En 1981, Orazio Valastro perd son père qui, à l’âge de 44 ans, meurt brutalement d’un cancer. Quelques mois plus tard, il est incorporé pour accomplir son service militaire, encore obligatoire en Italie à cette époque. S’ensuivent cinq longues années d’épreuves : il déserte, est arrêté, condamné, incarcéré dans plusieurs prisons militaires, à Palerme et à Rome. Ce n’est qu’en 1987, après un dernier séjour dans une prison civile de Catane, qu’il est enfin « réformé », considéré comme un « sociopathe » inapte au service militaire. « Un déserteur, qui refuse avec obstination d’accomplir son devoir de soldat en temps de paix, sera un déserteur à vie. Le destin qui m’attendait ne parvenait pas à briser une résistance active contre l’institution militaire, l’abrutissement de la personne, les horreurs et les folies des guerres. » Pendant ces années, il est accompagné par le livre de Gabriel Garcia Marquez, Cent ans de solitude, sauvé par « l’enchantement de la lecture ». Malgré le soutien sans faille de sa mère et de sa famille, malgré les liens noués avec quelques compagnons d’infortune, il fait l’expérience d’une solitude radicale, « miroir de notre misère ». Il connaît aussi l’exil pendant ces années noires, il part en France, vit à Lyon où une tragédie l’anéantit, la mort de son fils Emiliano quelques semaines après sa naissance. Une fois « libéré » des obligations militaires, il veut rattraper le temps perdu pour les études, reprend un cursus au lycée, obtient un diplôme de « Maturité scientifique ». Après une maîtrise de sociologie à la Sorbonne en 1996, ce sera un doctorat en sociologie à l’université Paul Valéry de Montpellier, en 2011. Il poursuit une carrière en sciences humaines et sociales, en fondant des associations et en dirigeant des publications. Il crée « Les Étoiles dans la poche », « Les Ateliers de l’imaginaire autobiographique », « Thrinakia », un prix international d’écritures autobiographiques, biographiques et poétiques, dédiées à la Sicile.
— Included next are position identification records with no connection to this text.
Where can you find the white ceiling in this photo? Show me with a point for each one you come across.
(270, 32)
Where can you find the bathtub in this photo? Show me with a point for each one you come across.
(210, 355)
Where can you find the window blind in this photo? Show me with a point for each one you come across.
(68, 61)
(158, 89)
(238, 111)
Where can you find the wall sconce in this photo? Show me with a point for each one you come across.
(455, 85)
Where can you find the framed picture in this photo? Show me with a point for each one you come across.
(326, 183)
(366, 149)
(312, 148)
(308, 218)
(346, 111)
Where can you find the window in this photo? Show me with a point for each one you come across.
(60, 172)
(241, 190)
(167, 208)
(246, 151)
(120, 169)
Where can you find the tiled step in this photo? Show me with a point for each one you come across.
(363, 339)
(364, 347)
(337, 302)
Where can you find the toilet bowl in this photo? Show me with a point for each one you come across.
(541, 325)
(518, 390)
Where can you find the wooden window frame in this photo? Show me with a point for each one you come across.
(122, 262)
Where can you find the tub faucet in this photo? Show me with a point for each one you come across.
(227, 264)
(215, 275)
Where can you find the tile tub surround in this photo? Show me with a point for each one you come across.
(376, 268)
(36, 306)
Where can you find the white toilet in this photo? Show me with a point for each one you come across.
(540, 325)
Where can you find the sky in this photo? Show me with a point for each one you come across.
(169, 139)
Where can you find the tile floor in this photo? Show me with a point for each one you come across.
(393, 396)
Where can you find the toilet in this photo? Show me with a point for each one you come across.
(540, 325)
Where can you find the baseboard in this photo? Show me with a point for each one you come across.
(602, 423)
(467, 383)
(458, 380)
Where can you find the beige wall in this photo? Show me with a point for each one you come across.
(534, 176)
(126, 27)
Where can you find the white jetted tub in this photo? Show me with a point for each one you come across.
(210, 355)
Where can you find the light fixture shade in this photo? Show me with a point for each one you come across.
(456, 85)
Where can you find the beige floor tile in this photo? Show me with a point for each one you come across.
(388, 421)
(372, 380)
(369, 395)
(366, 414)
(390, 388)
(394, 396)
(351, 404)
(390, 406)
Dans ce livre autobiographique, il est frappant que soient toujours associés « le soi et les autres » ; le personnel et le collectif sont toujours solidaires. L’auteur dialogue : avec son grand-père dont la médaille rapportée de la Première Guerre mondiale lui a été donnée par sa mère, avec l’ami Louis, ce prêtre qui a su tendre la main aux heures les plus sombres, avec Antonino, son jeune frère, lui aussi broyé par le système. Et chaque partie du livre est introduite par quelques vers libres écrits pour son fils par sa mère, Maria Gemma Bonnano. Par exemple, en introduction aux « Larmes de mouette » : « Il cache des mots vrais/ le langage de la poésie / transformant la vie / en un dialogue mystérieux / comprendre et pressentir / un sens différent / pour perdre le son / tout en disant le vrai / la certitude est pierre / elle s’habille de blanc / on écoute la mouette / au-dessus d’une mer de paroles / l’étreinte du son / le désir des mains / des larmes et des joies / enlacées dans l’air. » Le « silence tourmenté » de la mère lors de ses visites à son fils en prison s’est transformé en envolées poétiques. Déserter et repoétiser le monde. « Je me suis opposé avec énergie et passion à la cruauté du monde et à sa dépoétisation. »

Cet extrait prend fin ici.